Уже спускаясь по лестнице, Лера столкнулась с Верой Тимофеевной. Коллега поджала губы и постаралась удалиться в молчании.

– Вера Тимофеевна, вы, почему не хотите со мной разговаривать?

– Да, уж, не знаю, могу ли себе позволить разговаривать с начальством, – ехидным тоном произнесла Вера Тимофеевна.

– С каким начальством? – опешила Лера.

– Ну, как там тебя повысили?

– Да, не повысили меня, Вера Тимофеевна, только на этаж пересадили, да и то, временно. Шеф попросил картину его личную подправить.

– А что сразу сказать было нельзя? Зачем комедию ломала, ерунду несла?

– Прости, Тимофеевна, каюсь! Настроение было плохое. Я и, правда, увольняться собиралась. Не сердись на меня! Мир? – заглянула Лера в глаза коллеге.

– Мир, куда ж я денусь! А картина то хоть стоящая? Это она? – кивнула коллега на завернутое полотно.

– Это мой набросок. А картина шефа в сейфе. Ты же знаешь наши правила. – Поехали, подвезу до метро, – предложила Лера.

– Тогда бы уж приказал со своими раскладушками на работу приходить. – Продолжила разговор Тимофеевна, когда устроилась в небольшом салоне Лериного автомобиля.

– Почему? – удивилась Лера.

– Да сроки ставит нереальные. Вынь ему, да положь за пять дней шкатулку отреставрировать. А она не простая, с секретом и механизм сложный такой. А перламутр темной бирюзой отливает, да как подобран! Даже не знаю, откуда такой. Вот сколько, уж, в моих руках этих шкатулок перебывало, вееров, столиков кофейных, сколько перламутра перебрала, а такого не видела.

– Ой, видела я эту шкатулку! И мне цвет перламутра показался необычным. А красавица какая! А вам ее Павел Аркадьевич с фантиками дал?

– Какими фантиками? Не было в ней ничего, пустая была? А когда ты успела ее увидеть?

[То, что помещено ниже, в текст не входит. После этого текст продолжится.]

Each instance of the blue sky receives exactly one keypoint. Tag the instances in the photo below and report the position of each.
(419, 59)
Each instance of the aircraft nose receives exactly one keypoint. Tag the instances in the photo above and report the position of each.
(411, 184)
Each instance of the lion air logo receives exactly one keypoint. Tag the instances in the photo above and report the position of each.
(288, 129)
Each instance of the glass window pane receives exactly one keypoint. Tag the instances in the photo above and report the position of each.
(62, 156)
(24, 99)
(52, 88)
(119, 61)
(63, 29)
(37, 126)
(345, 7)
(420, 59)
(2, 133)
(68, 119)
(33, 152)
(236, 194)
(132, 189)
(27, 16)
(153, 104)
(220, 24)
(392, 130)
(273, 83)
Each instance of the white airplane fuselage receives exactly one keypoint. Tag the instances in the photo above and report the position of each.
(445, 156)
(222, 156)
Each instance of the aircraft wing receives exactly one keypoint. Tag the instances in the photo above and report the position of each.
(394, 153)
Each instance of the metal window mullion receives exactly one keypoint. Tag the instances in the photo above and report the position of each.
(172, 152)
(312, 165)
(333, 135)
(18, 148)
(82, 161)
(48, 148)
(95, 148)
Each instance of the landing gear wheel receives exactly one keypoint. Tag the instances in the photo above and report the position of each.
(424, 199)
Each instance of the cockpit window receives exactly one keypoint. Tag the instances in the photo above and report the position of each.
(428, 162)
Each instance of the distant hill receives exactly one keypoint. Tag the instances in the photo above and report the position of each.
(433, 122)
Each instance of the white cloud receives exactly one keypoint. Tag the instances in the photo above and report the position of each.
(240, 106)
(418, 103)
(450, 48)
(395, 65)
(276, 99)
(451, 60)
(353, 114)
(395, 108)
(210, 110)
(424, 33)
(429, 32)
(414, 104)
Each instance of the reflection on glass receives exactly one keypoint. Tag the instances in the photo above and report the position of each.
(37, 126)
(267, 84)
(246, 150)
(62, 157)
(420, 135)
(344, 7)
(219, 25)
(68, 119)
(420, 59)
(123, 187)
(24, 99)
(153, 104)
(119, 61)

– Да мы с Павлом первым вместе…, – произнесла Лера и осеклась, вспомнив, что шеф просил ее не рассказывать о квартире родственницы. (И так уже проболталась). – Вместе на работу пришли, он ее из портфеля при мне вытаскивал. Я еще поразилась цвету древесины и перламутра. – Выкрутилась Лера.

– Оттенок редкий, я же говорю! – задумалась Вера Тимофеевна. – Я сегодня по Интернету пыталась уточнить, но и там ничего не нашла. Вот хочу к одному приятелю заглянуть, может, он что подскажет. Он ювелиром работал на Бармалеева, а сейчас в торговом центре мелким ремонтом занимается. Но для себя и друзей такие шедевры выдает! Представляешь, позвонил тут на днях, расспрашивал, как я живу, где работаю. Не скрою, приятно было. Он в молодости красавцем был! С ума всех девчонок сводил! Лер, а пойдем вместе? И ты с умным человеком познакомишься, и мне компания. А то одной как-то неловко. Жена у него умерла пять лет назад, еще подумает, свататься пришла.

– Ну, можно и посвататься. Какие ваши годы? Вы же тоже одна живете.

– Я с сыном. Вот женю его на хорошей девушке, тогда и о себе буду думать, – покраснела Тимофеевна.

– Вера Тимофеевна, да сыну вашему уже лет больше чем мне. Взрослый дяденька. Может сам о себе заботиться.

– Много ты понимаешь, Озерова! Вот будут свои дети, тогда посмотрю на тебя, как ты их опекать будешь.

– Да откуда им взяться, детям то?

– Вот, не хочешь за моего Женечку выходить…. Давно бы уж детишек растили. Подумай, Валерия!

Лера, вспомнив упомянутого Женечку, содрогнулась. В школе, когда на уроках литературы изучали «Недоросля», она этого Митрофанушку именно таким и представляла: толстым, розовощеким, кудрявым, с глупой улыбкой и пустотой в глазах. И было странно увидеть воплощенный образ литературного героя в виде сына своей сотрудницы. Лера тогда даже лишилась дара речи и все стояла и смотрела на детину, который, казалось, сошел со страниц романа Фонвизина.